Johnny Verplancke, Bredene, Belgium


“Some of this is straightforward littering and some is probably ignorance. Personally I knew that banana skins don't biodegrade quickly in our climate, but I had thought until fairly recently that apple cores would quickly disappear (they don't). Any other fruit should be avoided too as anything that isn't 'native' could potentially affect the local flora & fauna. I get furious when I see litter on our mountains (plastic bottles being a particular menace). Our solution is to take an old carrier bag up with us and to pick up anything we see. That way we at least counter-act some of the damage done by others. Check out Bill Bryson's excellent 'Stop the Drop' campaign if you want to join us.”

Linda Skilbeck, Kingston


“The problem is far more widespread than Ben Nevis. I was walking at Kyle of Lochalsh some three years ago and a couple of approximately the same age as me (early 50's) opened a Snickers bar and just dropped the packaging on the floor. I picked it up [and] chased after them and said excuse me you dropped this. Expecting abuse or even a fight, all I got was a nervous laugh from the woman. So it is not that people don't realise what they do but that they just dont care. This topic has got me where I am at, my children and grandchildren have grown up with me beliefs instilled in them regarding litter but flytippers are a big problem in my small bit of heaven being South Wales. (Can I get off my soapbox now?) Regards”

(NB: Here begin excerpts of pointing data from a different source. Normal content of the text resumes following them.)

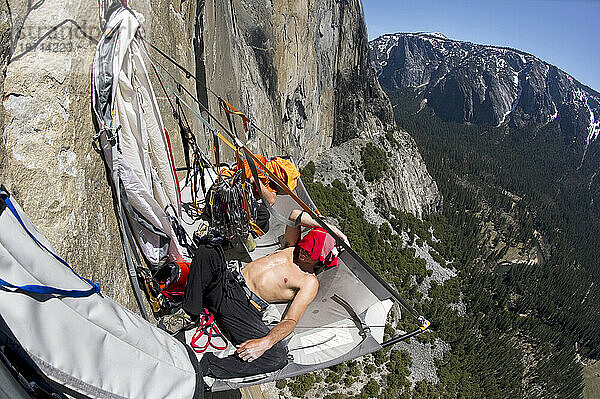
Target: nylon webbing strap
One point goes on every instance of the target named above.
(47, 290)
(41, 289)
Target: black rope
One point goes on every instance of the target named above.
(321, 222)
(188, 75)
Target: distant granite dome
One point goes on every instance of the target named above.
(467, 82)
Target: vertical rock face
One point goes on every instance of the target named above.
(300, 70)
(48, 161)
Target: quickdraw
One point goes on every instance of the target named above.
(207, 327)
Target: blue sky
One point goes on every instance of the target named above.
(561, 32)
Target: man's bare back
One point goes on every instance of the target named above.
(283, 276)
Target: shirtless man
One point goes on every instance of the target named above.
(284, 276)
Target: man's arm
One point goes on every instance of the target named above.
(254, 348)
(292, 234)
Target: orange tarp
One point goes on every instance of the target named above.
(282, 168)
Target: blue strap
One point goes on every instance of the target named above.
(42, 289)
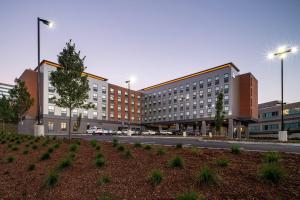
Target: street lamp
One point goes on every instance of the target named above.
(282, 52)
(50, 25)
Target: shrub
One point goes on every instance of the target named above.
(14, 148)
(73, 147)
(10, 159)
(189, 196)
(104, 180)
(94, 143)
(235, 149)
(100, 162)
(148, 147)
(128, 154)
(50, 150)
(99, 155)
(271, 172)
(155, 177)
(195, 151)
(271, 157)
(25, 152)
(160, 151)
(222, 162)
(115, 142)
(137, 144)
(207, 176)
(31, 167)
(121, 147)
(98, 147)
(51, 179)
(176, 162)
(64, 163)
(56, 145)
(45, 156)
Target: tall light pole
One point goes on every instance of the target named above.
(50, 24)
(129, 97)
(282, 52)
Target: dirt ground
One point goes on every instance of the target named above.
(129, 176)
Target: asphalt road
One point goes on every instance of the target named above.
(195, 142)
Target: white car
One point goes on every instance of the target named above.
(94, 130)
(164, 132)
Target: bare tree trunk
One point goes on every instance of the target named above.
(70, 117)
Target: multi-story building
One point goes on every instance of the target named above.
(185, 103)
(189, 102)
(4, 89)
(270, 118)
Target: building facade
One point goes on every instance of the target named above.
(189, 102)
(270, 118)
(4, 89)
(186, 103)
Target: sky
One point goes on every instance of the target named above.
(157, 40)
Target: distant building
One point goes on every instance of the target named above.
(4, 89)
(186, 103)
(270, 118)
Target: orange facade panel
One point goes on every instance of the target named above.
(30, 78)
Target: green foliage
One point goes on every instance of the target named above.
(100, 162)
(121, 147)
(10, 159)
(137, 145)
(69, 81)
(127, 154)
(207, 176)
(45, 156)
(31, 167)
(115, 142)
(189, 196)
(94, 143)
(235, 149)
(17, 104)
(148, 147)
(222, 162)
(219, 117)
(155, 177)
(51, 179)
(160, 151)
(73, 147)
(272, 173)
(271, 157)
(176, 162)
(105, 179)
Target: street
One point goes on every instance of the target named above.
(195, 142)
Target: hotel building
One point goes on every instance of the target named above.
(186, 103)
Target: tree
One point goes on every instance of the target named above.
(69, 81)
(19, 101)
(219, 117)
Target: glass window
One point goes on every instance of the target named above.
(63, 126)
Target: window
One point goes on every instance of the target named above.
(51, 110)
(95, 87)
(50, 126)
(95, 97)
(226, 78)
(63, 112)
(63, 126)
(201, 83)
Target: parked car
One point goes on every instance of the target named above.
(94, 130)
(165, 132)
(148, 132)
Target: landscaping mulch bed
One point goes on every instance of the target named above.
(129, 176)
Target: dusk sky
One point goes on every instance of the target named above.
(157, 40)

Brendan Walmsley, Coytrahen


“I walked Ben Nevis in the summer as was disgusted by the amount of litter people had dropped both on the way and on the summit. As the saying goes "take nothing but photo's and leave nothing but footprints" It's not hard to take your rubbish down and there are plenty of bins in Fort William. Perhaps if any rangers/wardens see people dropping the litter they should issue fixed penalties.”

Janette Taylor, Wigan


“I live in Fort William and regularly walk/climb on the Ben. It's not just banana skins that get chukked! Orange peel is another culprit in the 'biodegradeable' stakes and I regret to say human poo appears - particularly in May/June when the snow melts. Don't drink the water out of the Red Burn then folks!”

Annette Ashworth, Fort William


“I think it is an absolute disgrace that people leave any type of rubbish on any of our mountain regions and anyone observing these actions should make it known that it is unacceptable!”